Egypt’s Botched Revolution

Egypt’s revolution against Hosni Mubarak captivated the world. It helped inspire an armed rebellion against Moammar Qaddafi’s hellish dungeon in Libya and peaceful protests against Bashar al-Assad’s Baath Party regime in Syria despite his government’s ruthless repression. The only problem with the Egyptian revolution is that it was not a revolution. It was a coup d’etat against the president by the army.

by Michael J. Totten

The coup d’etat had the support of the people, of course. It might not have happened had mass demonstrations not broken out, and it certainly wouldn’t have otherwise happened on the day that it did. Still, no one from Mubarak’s political opposition is in charge. The Supreme Council of the Armed Forces rules the country as a military junta.
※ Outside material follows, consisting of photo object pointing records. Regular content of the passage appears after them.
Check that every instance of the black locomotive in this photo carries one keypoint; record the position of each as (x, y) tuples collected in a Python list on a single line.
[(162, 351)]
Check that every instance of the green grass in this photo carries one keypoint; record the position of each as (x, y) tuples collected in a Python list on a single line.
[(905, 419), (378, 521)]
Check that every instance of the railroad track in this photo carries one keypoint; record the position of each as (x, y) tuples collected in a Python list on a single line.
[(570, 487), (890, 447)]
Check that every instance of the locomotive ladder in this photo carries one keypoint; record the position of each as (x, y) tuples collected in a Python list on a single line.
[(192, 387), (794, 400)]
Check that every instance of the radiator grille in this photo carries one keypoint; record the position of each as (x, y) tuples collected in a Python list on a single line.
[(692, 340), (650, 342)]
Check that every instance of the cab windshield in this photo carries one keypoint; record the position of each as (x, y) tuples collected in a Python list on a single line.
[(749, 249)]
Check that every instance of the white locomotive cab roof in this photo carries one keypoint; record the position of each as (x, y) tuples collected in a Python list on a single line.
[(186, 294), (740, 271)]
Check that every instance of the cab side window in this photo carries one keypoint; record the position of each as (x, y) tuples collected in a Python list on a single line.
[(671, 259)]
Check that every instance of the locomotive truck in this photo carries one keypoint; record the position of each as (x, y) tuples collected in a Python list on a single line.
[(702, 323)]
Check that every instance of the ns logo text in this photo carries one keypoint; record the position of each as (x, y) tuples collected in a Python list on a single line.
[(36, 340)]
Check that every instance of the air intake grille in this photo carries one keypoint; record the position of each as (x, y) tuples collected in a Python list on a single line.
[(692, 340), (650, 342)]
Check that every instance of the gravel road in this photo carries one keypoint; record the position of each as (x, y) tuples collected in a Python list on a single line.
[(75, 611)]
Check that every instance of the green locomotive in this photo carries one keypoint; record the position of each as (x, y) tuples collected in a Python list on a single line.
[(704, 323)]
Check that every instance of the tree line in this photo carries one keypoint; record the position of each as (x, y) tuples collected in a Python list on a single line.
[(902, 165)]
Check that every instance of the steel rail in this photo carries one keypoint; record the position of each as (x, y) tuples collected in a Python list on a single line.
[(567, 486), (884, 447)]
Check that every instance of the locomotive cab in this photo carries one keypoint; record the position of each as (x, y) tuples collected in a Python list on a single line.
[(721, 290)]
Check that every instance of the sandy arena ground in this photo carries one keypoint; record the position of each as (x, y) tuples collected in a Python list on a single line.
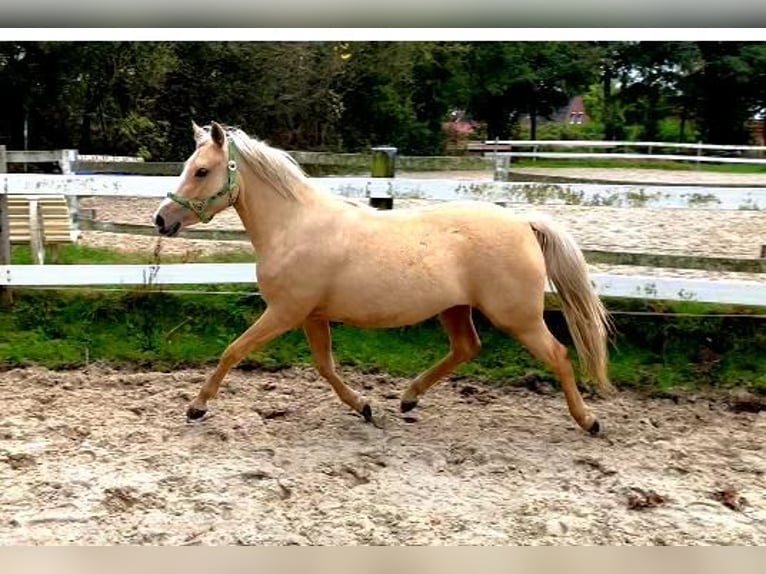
[(105, 457), (101, 456)]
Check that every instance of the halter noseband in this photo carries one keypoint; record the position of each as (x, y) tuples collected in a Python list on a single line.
[(200, 206)]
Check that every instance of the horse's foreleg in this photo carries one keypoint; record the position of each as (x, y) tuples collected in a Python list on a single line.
[(320, 340), (269, 326), (464, 346)]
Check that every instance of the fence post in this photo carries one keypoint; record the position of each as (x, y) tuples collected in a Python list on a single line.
[(383, 165), (67, 158), (6, 296)]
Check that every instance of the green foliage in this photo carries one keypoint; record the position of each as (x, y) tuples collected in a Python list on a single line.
[(159, 330), (138, 98)]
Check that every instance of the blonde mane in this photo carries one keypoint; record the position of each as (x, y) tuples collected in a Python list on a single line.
[(274, 165)]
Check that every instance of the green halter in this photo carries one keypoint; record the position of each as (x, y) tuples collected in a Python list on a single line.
[(200, 206)]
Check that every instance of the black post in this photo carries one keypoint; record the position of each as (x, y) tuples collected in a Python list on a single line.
[(383, 165)]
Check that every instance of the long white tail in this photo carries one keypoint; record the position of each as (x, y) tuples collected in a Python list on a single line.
[(585, 314)]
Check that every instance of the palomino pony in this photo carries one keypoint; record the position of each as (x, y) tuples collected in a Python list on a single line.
[(322, 258)]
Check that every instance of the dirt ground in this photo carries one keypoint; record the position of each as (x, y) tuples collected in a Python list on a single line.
[(104, 457), (101, 456)]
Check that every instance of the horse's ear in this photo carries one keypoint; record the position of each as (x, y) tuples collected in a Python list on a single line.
[(199, 133), (217, 133)]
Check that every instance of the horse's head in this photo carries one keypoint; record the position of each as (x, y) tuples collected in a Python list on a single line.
[(208, 183)]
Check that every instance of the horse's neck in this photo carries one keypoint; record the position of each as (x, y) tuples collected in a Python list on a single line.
[(268, 215)]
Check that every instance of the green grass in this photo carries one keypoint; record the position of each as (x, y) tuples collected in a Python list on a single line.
[(79, 254), (640, 164), (158, 330)]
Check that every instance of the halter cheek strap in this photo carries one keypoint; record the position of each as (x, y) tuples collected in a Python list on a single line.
[(200, 206)]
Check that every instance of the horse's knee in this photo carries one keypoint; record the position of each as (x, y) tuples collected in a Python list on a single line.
[(325, 371), (467, 350)]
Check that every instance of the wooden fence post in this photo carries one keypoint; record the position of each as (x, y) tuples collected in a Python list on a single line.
[(6, 296), (383, 165), (67, 158)]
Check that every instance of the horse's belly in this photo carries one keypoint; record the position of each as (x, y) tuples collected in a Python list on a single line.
[(382, 308)]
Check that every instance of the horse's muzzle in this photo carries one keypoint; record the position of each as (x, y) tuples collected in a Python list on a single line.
[(164, 229)]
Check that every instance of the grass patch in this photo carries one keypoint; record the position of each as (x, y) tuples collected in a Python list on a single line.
[(641, 164), (79, 254), (158, 330)]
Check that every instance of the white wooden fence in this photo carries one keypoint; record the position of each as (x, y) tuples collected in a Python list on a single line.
[(745, 292), (739, 292), (503, 152)]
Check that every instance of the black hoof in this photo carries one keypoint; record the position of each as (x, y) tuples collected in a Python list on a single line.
[(407, 406), (367, 413), (194, 414)]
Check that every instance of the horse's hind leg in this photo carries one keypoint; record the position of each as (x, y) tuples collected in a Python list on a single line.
[(536, 337), (464, 346), (320, 340)]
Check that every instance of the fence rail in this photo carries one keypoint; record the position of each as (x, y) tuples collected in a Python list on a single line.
[(730, 291), (493, 144), (586, 194)]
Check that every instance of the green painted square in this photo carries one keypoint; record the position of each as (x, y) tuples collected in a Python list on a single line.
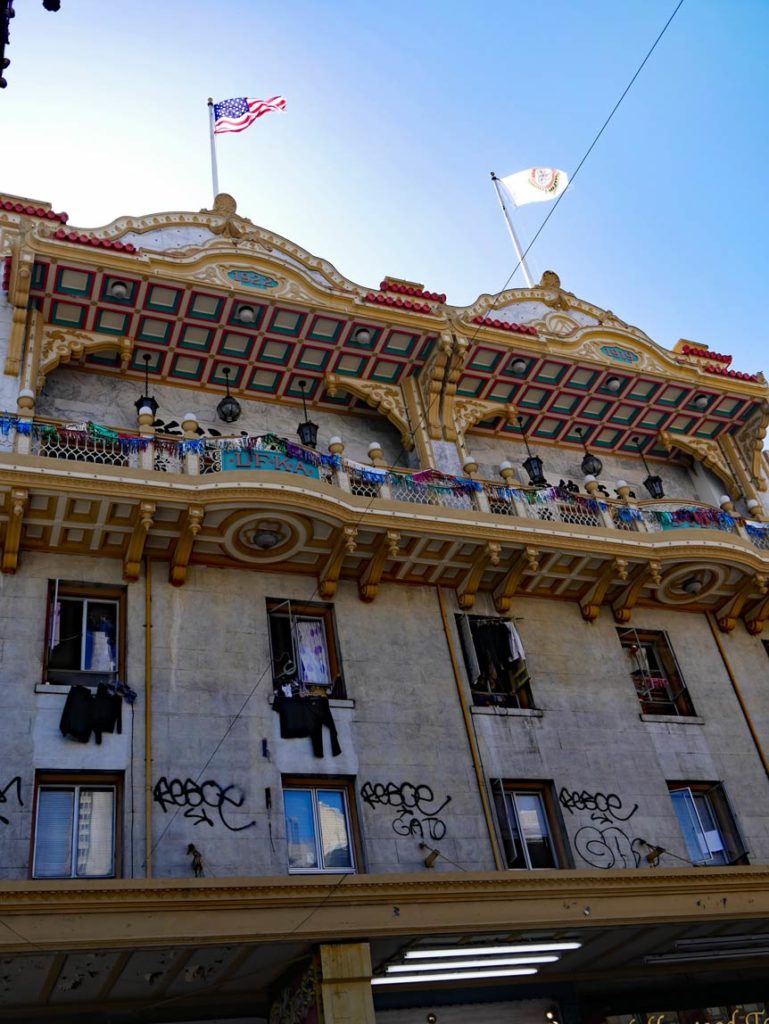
[(68, 313), (239, 345), (157, 331), (274, 351), (163, 299), (73, 282), (205, 307), (470, 386), (264, 380), (195, 337), (325, 329), (187, 368), (312, 358), (287, 322), (110, 322)]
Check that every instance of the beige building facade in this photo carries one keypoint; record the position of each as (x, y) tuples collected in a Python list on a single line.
[(366, 657)]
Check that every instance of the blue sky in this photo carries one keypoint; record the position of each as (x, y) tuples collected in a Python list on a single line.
[(397, 112)]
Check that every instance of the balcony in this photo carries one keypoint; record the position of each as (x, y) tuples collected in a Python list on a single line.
[(84, 488)]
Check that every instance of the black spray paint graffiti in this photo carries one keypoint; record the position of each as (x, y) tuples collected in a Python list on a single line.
[(198, 797), (416, 815), (15, 781), (607, 846)]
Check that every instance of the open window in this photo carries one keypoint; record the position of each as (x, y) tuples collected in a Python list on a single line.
[(85, 633), (657, 679), (529, 826), (304, 648), (708, 823), (77, 825), (322, 830), (496, 662)]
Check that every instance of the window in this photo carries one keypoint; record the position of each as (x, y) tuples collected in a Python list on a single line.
[(321, 826), (652, 665), (303, 645), (85, 631), (707, 821), (77, 827), (530, 829), (495, 662)]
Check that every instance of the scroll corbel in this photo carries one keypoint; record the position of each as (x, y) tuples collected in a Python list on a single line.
[(369, 583), (344, 544), (136, 542), (184, 545), (488, 555), (526, 561)]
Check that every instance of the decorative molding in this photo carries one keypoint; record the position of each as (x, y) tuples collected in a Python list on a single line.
[(525, 561), (135, 547), (387, 548), (709, 453), (386, 398), (183, 548), (592, 599), (62, 345), (18, 500), (488, 555), (344, 544)]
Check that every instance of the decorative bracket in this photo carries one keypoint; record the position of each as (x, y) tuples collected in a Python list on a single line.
[(386, 398), (183, 549), (61, 346), (623, 606), (135, 548), (487, 555), (18, 498), (387, 548), (591, 601), (525, 561), (344, 544), (709, 453)]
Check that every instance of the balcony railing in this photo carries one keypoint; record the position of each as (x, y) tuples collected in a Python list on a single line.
[(90, 442)]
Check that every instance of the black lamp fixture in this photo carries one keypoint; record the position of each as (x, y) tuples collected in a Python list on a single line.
[(146, 400), (591, 464), (652, 482), (307, 431), (532, 464), (228, 409)]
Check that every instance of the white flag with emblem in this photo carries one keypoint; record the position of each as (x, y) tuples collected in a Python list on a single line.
[(539, 184)]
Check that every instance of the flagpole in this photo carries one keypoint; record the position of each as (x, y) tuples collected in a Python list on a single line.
[(214, 171), (511, 229)]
Hala Mustafa is distraught by all this. She’s one of Egypt’s most prominent liberal intellectuals and the founder and editor-in-chief of Democracy magazine. The authorities have been hounding her for years by smearing her name in the press, wiretapping her phones, and sending her anonymous death threats. Her name appeared in newspapers all over the world not long ago when the government launched an official investigation into her private life after she met the Israeli ambassador in her office at the Al Ahram Center for Political and Strategic Studies.

My colleague Armin Rosen and I met with her in that same office this summer.

“I hope this doesn’t come across as a paranoid question,” Armin said to her, “but do you think your office is bugged?”

“Of course!” she said. “Yes. It’s very bugged.”